XGBoost is a powerful technique for addressing highly imbalanced datasets, often observed in real-world problems such as fraud detection and medical diagnosis. It offers several tools and settings optimized for imbalanced data that contribute to consistent and reliable model performance.
Key Features for Imbalanced Datasets
Weighted Loss Function
XGBoost allows for the assignment of different weights to positive and negative examples within its loss function, enabling you to counteract class imbalance.
# Example of using a weighted loss function
xgb_model = XGBClassifier(scale_pos_weight=3)
Stratified Sampling
XGBoost extends stratified sampling to each boosting round. This approach ensures that during training, a class-balanced subset of data is used to grow each new tree, thereby mitigating the issue of skewed distributions.
param['tree_method'] = 'hist' # For improved speed
param['max_bin'] = 256 # This is the default, but it's good to be explicit
param['scale_pos_weight'] = balance_ratio
Focused Evaluation Metrics
While accuracy might not be the most reliable performance metric for imbalanced datasets, XGBoost offers a range of more nuanced measures such as F1 score, precision, and recall. Each of these can be tuned to place higher importance on either the positive or negative class.
For metric evaluation during training, set:
# Scoring metric emphasizing positive class (default is "roc_auc")
xgb_model = XGBClassifier(eval_metric='aucpr')
Hyperparameters Optimization
For customized tuning, you can refine the behavior of XGBoost on imbalanced datasets through particular hyperparameters:
max_delta_step: Used for batch-style predictions, it leverages thresholding to address imbalances.
gamma (minimum loss reduction required to make a further partition): Tuning gamma can provide greater sensitivity to positive classes and improve recall.

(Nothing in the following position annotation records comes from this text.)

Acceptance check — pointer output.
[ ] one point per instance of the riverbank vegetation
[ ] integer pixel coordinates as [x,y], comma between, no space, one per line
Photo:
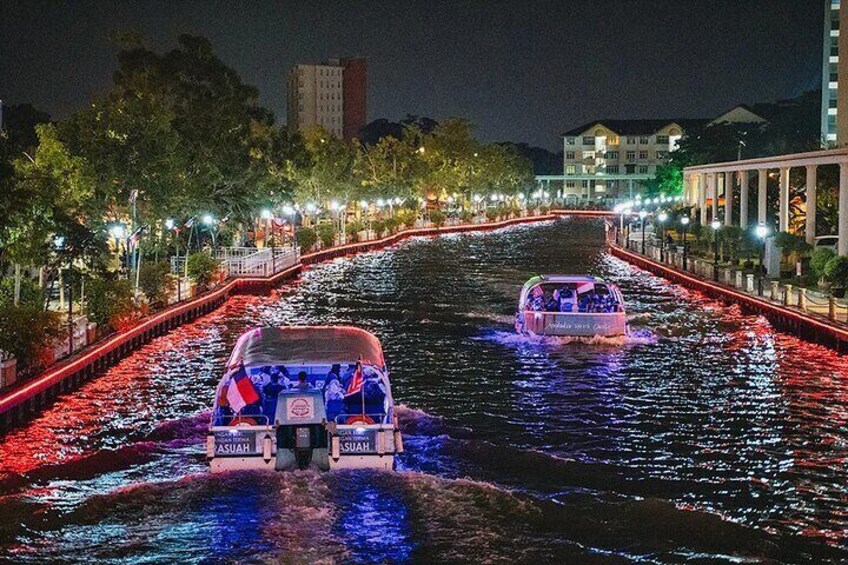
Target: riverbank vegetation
[178,156]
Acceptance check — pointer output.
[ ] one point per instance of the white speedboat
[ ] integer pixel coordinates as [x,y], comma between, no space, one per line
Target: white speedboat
[566,305]
[295,397]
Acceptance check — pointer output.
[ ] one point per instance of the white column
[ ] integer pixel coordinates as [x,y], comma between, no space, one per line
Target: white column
[728,198]
[713,182]
[762,193]
[702,197]
[743,199]
[842,249]
[810,228]
[784,199]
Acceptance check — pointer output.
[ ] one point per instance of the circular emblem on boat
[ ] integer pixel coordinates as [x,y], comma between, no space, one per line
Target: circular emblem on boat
[301,408]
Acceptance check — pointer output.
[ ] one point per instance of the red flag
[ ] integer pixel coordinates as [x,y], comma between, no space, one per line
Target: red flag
[241,391]
[356,382]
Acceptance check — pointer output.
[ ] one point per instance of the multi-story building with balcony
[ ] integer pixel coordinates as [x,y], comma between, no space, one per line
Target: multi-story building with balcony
[607,156]
[331,95]
[834,107]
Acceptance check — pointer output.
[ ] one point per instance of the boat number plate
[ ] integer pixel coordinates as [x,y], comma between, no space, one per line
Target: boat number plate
[352,442]
[235,444]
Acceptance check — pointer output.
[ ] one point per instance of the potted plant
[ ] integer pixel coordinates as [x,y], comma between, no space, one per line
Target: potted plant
[836,273]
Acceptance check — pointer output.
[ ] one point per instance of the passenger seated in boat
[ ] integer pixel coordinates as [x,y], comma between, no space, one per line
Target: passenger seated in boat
[536,301]
[302,381]
[270,393]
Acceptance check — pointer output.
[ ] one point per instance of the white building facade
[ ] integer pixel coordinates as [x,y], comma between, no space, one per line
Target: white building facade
[316,98]
[614,152]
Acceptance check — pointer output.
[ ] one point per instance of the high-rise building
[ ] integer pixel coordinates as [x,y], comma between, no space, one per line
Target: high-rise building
[834,107]
[332,95]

subsample (sample rate for each boosting round): A lower subsample rate reduces the influence of the majority class.
Tailored Features in XGBoost 1.3
The latest version of XGBoost introduced a dedicated set of functionalities to augment the handling of imbalanced data. You can reap the benefits of these updates with:
tree_method='gpu_hist' and scale_pos_weight: Ideal for training on large GPUs
enable_experimental_json: true for flexible interaction with Bolt inspired JSON interface.